Tom: Well, if you ever wanted to see George C. Scott ambling stiffly around a dusty old house that’s — surprise! — haunted, this is the movie for you. But without a better set-up or more meaningful stakes, none of this works for me. Witness the terrifying power of a piano key playing itself of a rocking chair rocking or a middle-aged character actress at a seance possessed by a ghost with terrible handwriting! No wonder Ouija boards were invented. Eventually the ghost levels up to unlock the ability to break mirrors, jiggle the desks of senators, kill police detectives, set fire to bannisters, and remotely pilot a wheelchair to terrorize TV actress Trish Van Devere.
There’s a scene where George C. Scott uses his trademark George C. Scott bellow to stop the ghost from slamming doors. It’s like a cross between “you kids stop making such a racket or I’m going to come up there” and his motivational speeches to the Third Army in Patton.
Chris: Old George giving this line, “The worst kind of murder…MURDER FOR PROFIT!” was my personal favorite for combining bad writing with worse delivery.
In the second part, it’s a ghost detective story. That works almost as well, because the story is interesting and we’re trying to guess along with the the characters as to what went on inside that house. Unfortunately, at this point in the proceedings the script can’t wait to tell us what’s going on and spoils its own mystery too early and too explicitly. At the same time, it gives the ghost an almost omnipotent set of powers, to the point where I’m wondering why it needs George C. Scott at all. (I should say though, that my favorite scene happens at the end of this part, when we get an awesome top-down shot of them digging up the well. Best not to ask how likely it is that someone would let a stranger they’d just met tear a hole in their foundation and just go with it.)
Tom: I love watching characters do research in the olden days before Google. Poring over property records down at city hall? Going to the library to get a librarian to load up a microfiche? It’s like watching characters smoke cigarettes or use phones with rotary dials. “Operator, get me the number for emergency services,” Scott asks from inside a payphone. A payphone! These period pieces can be so quaint. Remember when the local university had a conveniently labeled “Psychic Department”?
Chris: Where do you think Dr. Venkman works? At any rate, the third part is where things fall apart, and not in a very good way. The writers seem to have painted themselves into a corner and give us a conclusion that’s far too tidy (and kind of stupid and rule-breaky, too.) Worse, I think the conclusion is supposed to feel like justice being done. It’s supposed to feel moral, right? I’m not sure that’s the case though. Watching it again, I have to wonder exactly what it is Senator Carmichael’s done wrong here. Did he cover up murder? I guess so. The film hints at it, but never goes deep enough there to make me hate the guy and wish his fate upon him.

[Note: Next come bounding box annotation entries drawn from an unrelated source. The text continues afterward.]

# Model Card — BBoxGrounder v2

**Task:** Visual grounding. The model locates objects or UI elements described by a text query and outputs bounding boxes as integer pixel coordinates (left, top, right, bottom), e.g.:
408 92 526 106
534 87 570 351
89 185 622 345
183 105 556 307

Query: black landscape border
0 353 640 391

The Changeling stacks up a variety of ghost hunter nonsense into one single, spooky whole. There are seances and spirit writing and conveniently effective library searches and astral projection. There’s a secret room and cobwebs and EVP. That the movie manages to tie all that stuff up nicely together in a way that works pretty well is why it’s worth giving this movie a look. That it fizzles out after that promising beginning is a reason to wish it had done more.
Tom: Look, a Kliban cat! I haven’t seen one of those guys in a while.
That was my favorite scene for how it expresses one of the central tenets of acting. Namely, never share the stage with children, animals, or a Kliban cat.